Киприан уехал в Литву в мае, добившись соборного о том решения. Прибыл наконец и Пимен, долженствующий быть низложенным. И тут-то и началось самое главное действо, поначалу совершенно сбившее с толку Федора Симоновского.
ГЛАВА ДВАДЦАТЬ ВОСЬМАЯ
Пимен остановился в Манганском монастыре, невдали от Софии. С Федором они ежеден встречались в секретах патриархии и затрудненно раскланивались. Федор каждый раз, взглядывая на притиснутое, хищно-подлое лицо Пимена, — здесь, в столице православия, утратившее образ надменного величия, сущего в нем на Руси, где Пимена окружала и поддерживала святость самого сана, — чуял непреодолимую гадливость, какую чуешь, едва не наступив на выползающую из-под ног гадюку. И все же приходило и разговаривать, и величать владыкою… Хочешь не хочешь, а пребывание на чужбине сближает!

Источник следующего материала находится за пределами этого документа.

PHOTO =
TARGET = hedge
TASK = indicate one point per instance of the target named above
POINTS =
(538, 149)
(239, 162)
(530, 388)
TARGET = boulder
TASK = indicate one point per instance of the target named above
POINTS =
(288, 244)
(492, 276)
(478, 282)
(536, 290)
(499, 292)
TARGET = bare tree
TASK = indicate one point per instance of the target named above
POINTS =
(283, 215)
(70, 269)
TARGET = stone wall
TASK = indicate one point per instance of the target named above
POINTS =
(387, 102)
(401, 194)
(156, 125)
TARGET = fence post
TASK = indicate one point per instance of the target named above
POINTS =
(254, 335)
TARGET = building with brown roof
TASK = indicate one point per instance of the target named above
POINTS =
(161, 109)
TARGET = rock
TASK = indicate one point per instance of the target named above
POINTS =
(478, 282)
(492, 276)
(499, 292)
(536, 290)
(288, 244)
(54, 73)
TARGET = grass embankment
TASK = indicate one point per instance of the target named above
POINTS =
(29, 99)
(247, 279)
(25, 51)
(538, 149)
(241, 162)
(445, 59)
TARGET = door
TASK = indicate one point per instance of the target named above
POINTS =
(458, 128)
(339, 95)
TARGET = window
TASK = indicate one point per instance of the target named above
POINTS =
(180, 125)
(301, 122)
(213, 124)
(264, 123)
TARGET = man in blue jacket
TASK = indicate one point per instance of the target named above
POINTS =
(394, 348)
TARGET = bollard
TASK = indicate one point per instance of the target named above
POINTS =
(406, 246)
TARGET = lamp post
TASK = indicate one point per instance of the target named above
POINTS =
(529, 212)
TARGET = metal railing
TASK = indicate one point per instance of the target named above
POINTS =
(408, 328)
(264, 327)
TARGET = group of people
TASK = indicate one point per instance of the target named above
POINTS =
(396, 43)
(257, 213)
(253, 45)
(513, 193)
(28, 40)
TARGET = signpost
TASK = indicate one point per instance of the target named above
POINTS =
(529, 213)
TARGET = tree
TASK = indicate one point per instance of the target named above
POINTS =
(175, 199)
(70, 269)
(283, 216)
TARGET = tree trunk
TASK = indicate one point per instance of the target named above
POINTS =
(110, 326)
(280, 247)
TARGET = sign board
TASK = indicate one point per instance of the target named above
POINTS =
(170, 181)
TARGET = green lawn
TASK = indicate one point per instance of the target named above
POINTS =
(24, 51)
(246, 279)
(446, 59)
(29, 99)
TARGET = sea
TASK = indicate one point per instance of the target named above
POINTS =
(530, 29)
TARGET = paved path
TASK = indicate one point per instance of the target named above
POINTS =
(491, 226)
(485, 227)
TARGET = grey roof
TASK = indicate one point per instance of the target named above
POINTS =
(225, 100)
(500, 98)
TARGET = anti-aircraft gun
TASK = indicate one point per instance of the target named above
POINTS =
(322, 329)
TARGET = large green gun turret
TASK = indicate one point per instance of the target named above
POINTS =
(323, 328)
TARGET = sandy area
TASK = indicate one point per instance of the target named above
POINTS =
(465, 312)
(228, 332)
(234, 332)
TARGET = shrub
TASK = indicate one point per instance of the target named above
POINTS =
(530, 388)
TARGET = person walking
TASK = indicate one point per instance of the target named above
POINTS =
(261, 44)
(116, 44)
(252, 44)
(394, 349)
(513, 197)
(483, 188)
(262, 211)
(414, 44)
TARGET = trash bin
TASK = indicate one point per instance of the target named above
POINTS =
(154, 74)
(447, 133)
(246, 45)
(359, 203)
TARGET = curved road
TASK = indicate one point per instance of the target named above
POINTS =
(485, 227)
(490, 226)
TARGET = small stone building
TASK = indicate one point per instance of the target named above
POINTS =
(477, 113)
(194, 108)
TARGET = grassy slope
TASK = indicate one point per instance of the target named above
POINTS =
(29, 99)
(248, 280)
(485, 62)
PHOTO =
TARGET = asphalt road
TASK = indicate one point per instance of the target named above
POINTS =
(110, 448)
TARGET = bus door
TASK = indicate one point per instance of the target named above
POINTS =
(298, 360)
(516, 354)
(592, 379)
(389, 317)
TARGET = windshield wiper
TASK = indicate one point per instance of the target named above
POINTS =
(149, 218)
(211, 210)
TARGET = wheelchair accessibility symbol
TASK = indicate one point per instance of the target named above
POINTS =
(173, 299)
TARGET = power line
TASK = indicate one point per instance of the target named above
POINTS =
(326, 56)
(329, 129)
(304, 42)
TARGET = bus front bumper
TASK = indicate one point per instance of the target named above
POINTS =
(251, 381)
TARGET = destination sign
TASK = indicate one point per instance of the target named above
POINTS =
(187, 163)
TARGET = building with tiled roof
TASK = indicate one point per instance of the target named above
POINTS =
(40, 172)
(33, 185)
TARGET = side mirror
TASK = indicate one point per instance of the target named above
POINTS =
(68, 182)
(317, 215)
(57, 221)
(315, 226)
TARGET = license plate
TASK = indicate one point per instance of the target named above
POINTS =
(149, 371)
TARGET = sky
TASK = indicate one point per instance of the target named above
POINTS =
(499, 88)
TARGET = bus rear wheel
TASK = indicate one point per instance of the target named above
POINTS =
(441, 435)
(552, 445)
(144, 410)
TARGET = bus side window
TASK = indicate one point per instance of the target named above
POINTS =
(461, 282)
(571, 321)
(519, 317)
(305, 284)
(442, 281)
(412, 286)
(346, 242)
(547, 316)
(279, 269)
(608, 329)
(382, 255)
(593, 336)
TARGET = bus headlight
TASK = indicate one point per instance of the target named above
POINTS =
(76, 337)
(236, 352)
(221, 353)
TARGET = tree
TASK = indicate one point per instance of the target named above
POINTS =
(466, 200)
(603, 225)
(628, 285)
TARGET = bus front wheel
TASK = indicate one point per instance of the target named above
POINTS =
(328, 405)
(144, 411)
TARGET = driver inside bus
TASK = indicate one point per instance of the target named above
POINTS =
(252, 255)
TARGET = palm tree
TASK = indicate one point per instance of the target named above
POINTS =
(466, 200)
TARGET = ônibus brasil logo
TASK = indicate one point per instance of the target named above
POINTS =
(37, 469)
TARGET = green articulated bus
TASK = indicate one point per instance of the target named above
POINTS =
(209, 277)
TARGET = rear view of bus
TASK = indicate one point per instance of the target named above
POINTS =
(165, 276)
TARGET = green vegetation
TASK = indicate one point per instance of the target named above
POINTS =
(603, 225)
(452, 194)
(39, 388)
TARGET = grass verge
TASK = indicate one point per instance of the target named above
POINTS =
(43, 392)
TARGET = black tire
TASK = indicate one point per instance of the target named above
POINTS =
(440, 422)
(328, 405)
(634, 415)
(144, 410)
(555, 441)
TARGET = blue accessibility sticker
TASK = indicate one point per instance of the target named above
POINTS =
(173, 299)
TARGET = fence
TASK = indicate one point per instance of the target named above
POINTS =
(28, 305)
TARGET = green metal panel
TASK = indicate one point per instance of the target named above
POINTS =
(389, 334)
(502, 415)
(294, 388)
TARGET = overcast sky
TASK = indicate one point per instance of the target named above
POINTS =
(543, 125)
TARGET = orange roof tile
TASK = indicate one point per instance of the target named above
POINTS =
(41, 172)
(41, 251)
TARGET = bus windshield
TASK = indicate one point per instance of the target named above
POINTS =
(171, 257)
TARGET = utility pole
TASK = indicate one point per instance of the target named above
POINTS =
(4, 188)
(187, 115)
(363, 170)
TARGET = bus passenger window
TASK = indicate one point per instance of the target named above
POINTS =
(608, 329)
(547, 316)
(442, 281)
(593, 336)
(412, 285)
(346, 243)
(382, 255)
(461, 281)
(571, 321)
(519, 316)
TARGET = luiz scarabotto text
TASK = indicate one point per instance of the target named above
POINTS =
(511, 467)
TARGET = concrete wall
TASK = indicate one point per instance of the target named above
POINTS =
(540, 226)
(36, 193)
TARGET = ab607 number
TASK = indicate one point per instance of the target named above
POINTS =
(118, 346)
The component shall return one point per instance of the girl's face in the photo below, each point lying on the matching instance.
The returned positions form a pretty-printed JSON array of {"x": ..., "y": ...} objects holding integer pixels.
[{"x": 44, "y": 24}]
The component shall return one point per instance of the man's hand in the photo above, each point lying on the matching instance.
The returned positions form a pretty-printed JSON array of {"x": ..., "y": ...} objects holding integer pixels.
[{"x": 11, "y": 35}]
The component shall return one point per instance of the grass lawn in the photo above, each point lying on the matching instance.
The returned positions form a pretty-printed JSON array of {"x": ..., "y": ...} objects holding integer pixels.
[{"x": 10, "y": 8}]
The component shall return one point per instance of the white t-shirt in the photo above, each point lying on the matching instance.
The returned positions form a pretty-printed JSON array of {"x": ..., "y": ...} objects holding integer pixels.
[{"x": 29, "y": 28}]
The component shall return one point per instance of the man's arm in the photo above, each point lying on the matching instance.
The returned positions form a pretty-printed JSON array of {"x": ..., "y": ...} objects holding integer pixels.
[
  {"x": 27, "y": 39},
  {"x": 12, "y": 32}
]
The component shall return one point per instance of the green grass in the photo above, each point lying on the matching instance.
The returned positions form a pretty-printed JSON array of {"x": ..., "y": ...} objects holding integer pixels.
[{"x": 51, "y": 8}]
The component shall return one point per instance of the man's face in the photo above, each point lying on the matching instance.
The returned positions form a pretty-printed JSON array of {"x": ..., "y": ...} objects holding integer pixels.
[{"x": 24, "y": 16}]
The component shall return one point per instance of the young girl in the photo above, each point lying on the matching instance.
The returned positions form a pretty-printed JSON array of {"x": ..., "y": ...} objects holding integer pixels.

Пимен был подлец свой, отечественный, а греки, коим он раздавал сейчас московское серебро, были подлецы чужие и потому казались порою Федору все на одно лицо: велеречивые и ласково-увертливые в отличие от напористо-грубых и по-своему прямых латинян. Хорошо зная историю, читавши и Малалу, и Пселла, и Хониата, и Константина Багрянородного, и десятки иных историков, философов, богословов, Федор изумлялся порой: куда делась всегдашняя греческая спесь, заставлявшая их в прежние века считать всех прочих варварами, а Русь называть дикой Скифией? Так быстро сменилась она угодничеством и трусостью! Неужели и с русичами это когда-нибудь сможет произойти? Впрочем, последнюю мысль, как ясно нелепую, Федор отбрасывал от себя.